Data Analysis Programming from SQL to SPL: Stock Rise Analysis

 

Data structure and sample data:

..

In which, sid is the stock code, tdate is the transaction date, and close is the closing price.

1. Find the stock price crossing above its median

The median stock price on day T refers to the median of the closing prices from the listing date to day T.

The stock price crossing above its median on day T means that the closing price on day T is greater than the median on day T, and the closing price on day T-1 is less than the median on day T-1, or the closing price on day T-1 is equal to the median but the closing price on day T-2 is less than the median, and this pattern continues for prior days.

Now, we want to find the trading dates, closing prices, and median stock prices of the day when stock 600036 meets the condition of the stock price crossing above its median.

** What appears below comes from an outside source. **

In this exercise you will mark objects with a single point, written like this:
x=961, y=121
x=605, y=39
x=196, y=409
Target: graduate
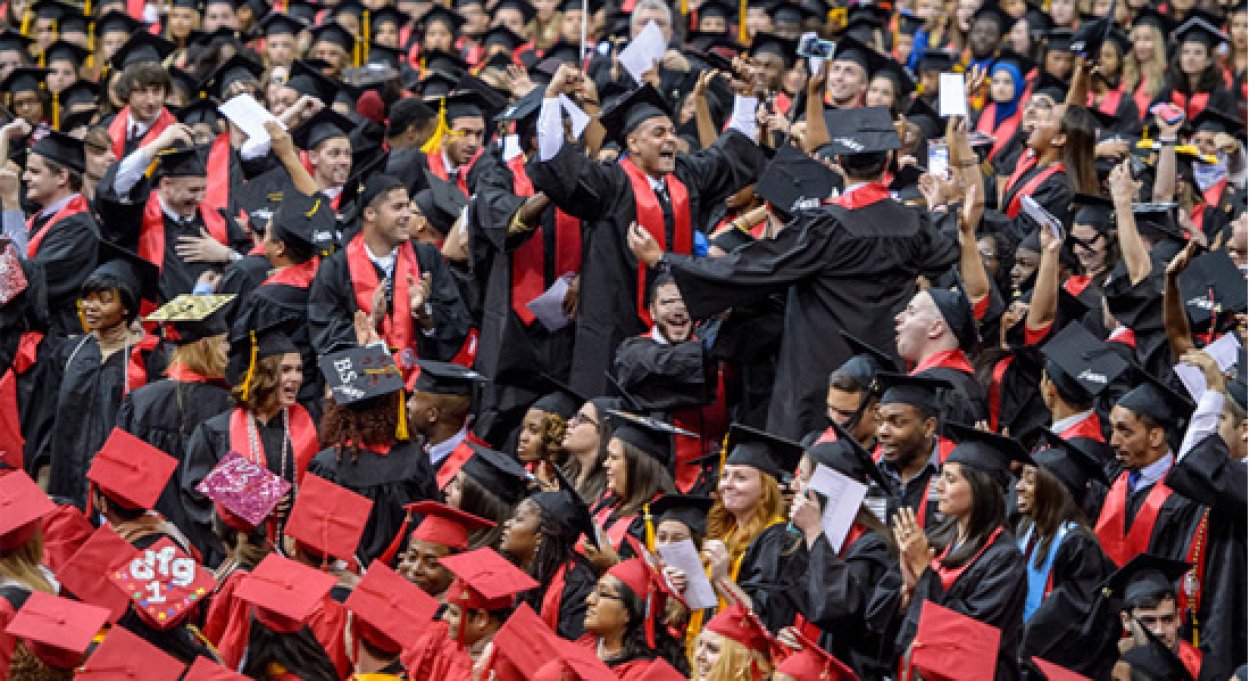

Take MySQL database as an example to write SQL code:

with tbl1 as (
    select *
    from stock
    where sid='600036'
), 
tbl2 as (
    select t1.*, t2.close pclose, 
        count(*) over(partition by t1.sid,t1.tdate) cnt, 
	    row_number() over(partition by t1.sid,t1.tdate order by t2.close) r
    from tbl1 t1 join tbl1 t2
        on t1.sid=t2.sid  and t1.tdate>=t2.tdate 
), 
tbl3 as (
    select sid,tdate,max(close) close, avg(pclose) median 
    from tbl2
    where rn=floor((cnt+1)/2) or rn=floor((cnt+2)/2)
    group by sid,tdate
),
tbl4 as (
    select sid,tdate, close, median, 
    close>median and 
        lag(close) over(partition by sid order by tdate) 
        < lag(median) over(partition by sid order by tdate)  flag 
    from tbl3
    where median!=close 
)
    select tdate, close, median 
    from tbl4
    where flag=1;

Due to the lack of a direct median function in MySQL, we have to first manually generate a sequence numberr, and then utilize ras a condition in the outer query to retrieve the median-related records. This results in substantially more complex SQL code.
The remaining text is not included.